Après le combat à la fois héroïque et patriotique mené par Choguel Kokalla Maiga et ses camarades, il serait politiquement inadmissible et logiquement incorrect que le M5 RFP soit réduit à une portion incongrue rasant le mur pour se faire entendre. Et pourtant, au lendemain du putsch, les colonels n’ont pas hésité à prendre part au meeting géant organisé par le Mouvement du 5 juin et à clamer haut et fort le rôle combien de fois capital joué par le mouvement. Les colonels putschistes avaient même reconnu avoir parachevé la lutte patriotique d’une frange importante du peuple incarnée par le M5. Alors pourquoi les putschistes ont-ils eu outrecuidance de marginaliser le mouvement qui aurait dû être leur soutien et qui pourrait même leur permettre d’avoir une certaine légitimité ? Ce sont-ils laissés manipuler par les anciens dignitaires et autres officiers de l’ancien régime IBK, aujourd’hui déboussolés et qui sont à la recherche d’un nouveau souffle ? Les colonels putschistes apparaissent aux yeux de l’opinion comme des officiers félons pour n’avoir pas respecté leurs engagements.

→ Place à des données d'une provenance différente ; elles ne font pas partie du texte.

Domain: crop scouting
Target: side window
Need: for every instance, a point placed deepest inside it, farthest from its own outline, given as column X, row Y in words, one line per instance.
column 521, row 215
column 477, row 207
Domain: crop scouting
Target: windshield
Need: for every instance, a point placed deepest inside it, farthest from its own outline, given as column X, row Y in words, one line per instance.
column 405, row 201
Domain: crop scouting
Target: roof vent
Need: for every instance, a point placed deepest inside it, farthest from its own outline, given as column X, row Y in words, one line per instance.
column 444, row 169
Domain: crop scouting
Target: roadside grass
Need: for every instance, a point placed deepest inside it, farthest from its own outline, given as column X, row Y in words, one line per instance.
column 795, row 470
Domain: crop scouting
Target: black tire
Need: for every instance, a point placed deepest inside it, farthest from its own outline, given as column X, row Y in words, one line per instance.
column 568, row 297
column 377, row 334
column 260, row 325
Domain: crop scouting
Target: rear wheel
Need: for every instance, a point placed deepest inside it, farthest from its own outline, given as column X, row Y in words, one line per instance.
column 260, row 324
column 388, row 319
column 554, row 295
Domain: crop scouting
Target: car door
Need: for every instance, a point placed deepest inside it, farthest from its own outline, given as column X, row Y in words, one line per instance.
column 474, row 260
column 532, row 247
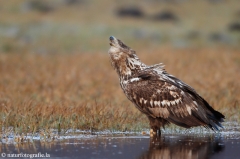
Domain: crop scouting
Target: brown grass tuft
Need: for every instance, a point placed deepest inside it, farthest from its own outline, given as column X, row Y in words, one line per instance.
column 81, row 91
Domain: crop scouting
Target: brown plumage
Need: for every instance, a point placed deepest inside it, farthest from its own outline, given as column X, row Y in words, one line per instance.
column 159, row 95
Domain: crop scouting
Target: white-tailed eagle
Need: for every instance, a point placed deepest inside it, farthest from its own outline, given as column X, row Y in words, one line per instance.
column 159, row 95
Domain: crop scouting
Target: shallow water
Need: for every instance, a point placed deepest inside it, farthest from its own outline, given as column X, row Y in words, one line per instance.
column 214, row 146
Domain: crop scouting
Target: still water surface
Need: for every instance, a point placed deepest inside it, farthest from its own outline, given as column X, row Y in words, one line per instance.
column 212, row 146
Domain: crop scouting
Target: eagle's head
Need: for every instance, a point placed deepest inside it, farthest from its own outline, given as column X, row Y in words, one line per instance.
column 124, row 59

Nul ne pourrait contester la légitimité des revendications portées par les leaders du Mouvement du 5 juin Rassemblement des Forces Patriotiques, M5 RFP. Ils sont des acteurs incontournables du changement pour lequel ils ont consentis d’énormes sacrifices y compris en vies humaines. Donc, qu’ils soient écartés du centre de décision ou payés en monnaie de singe est tout simplement une trahison de l’ex Conseil National pour le Salut du Peuple, CNSP, dont la seule qualité est de posséder les armes. Les putschistes, après avoir choisi le Président de la transition, le Premier ministre, ils auraient dû permettre au M5 RFP d’avoir la tête du ConseilNational de la Transition, CNT, l’organe législatif et surtout des ministères régaliens. Mais, comme obnubilés par le pouvoir, les colonels putschistes se sont accaparés des postes juteux de l’administration et nommés leurs partisans à la tête des ministères importants. Par souci d’équilibre et pour mener à bien les réformes et les changements auxquels le M5 aspire, il devrait y avoir un partage des responsabilités entre les acteurs majeurs qui ont permis le changement intervenu le 18 Août 2020.

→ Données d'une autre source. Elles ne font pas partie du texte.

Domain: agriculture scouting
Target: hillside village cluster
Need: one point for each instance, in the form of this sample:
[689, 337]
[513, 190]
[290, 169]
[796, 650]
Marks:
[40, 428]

Bah N’Daw et Moctar Ouane vont-ils enfin s’affranchir de la tutelle de la junte pour équilibrer le jeu politique et accorder au M5 RFP toute la place qui lui revient dans la gestion de la transition ? Tous les regards sont désormais tournés vers les deux têtes de l’exécutif afin de donner un nouveau souffle à la clopinante et chancelante transition. Ils doivent procéder, au prime abord, à la diminution du surpoids des militaires au gouvernement, ensuite accorder au M5 RFP toute la place qui est la sienne dans les instances de décisions de l’Etat. Ensuite, mettre en place un gouvernement de large ouverture, mais en écartant tous ceux qui étaient hostiles au changement.
En somme, Bah N’Daw et Moctar Ouane ont désormais une occasion idoine d’entrer par la grande porte de l’histoire de notre pays, en organisant une transition inclusive gage de toute réussite et en dotant le pays d’institutions fortes, à l’issue d’élections transparentes et crédibles.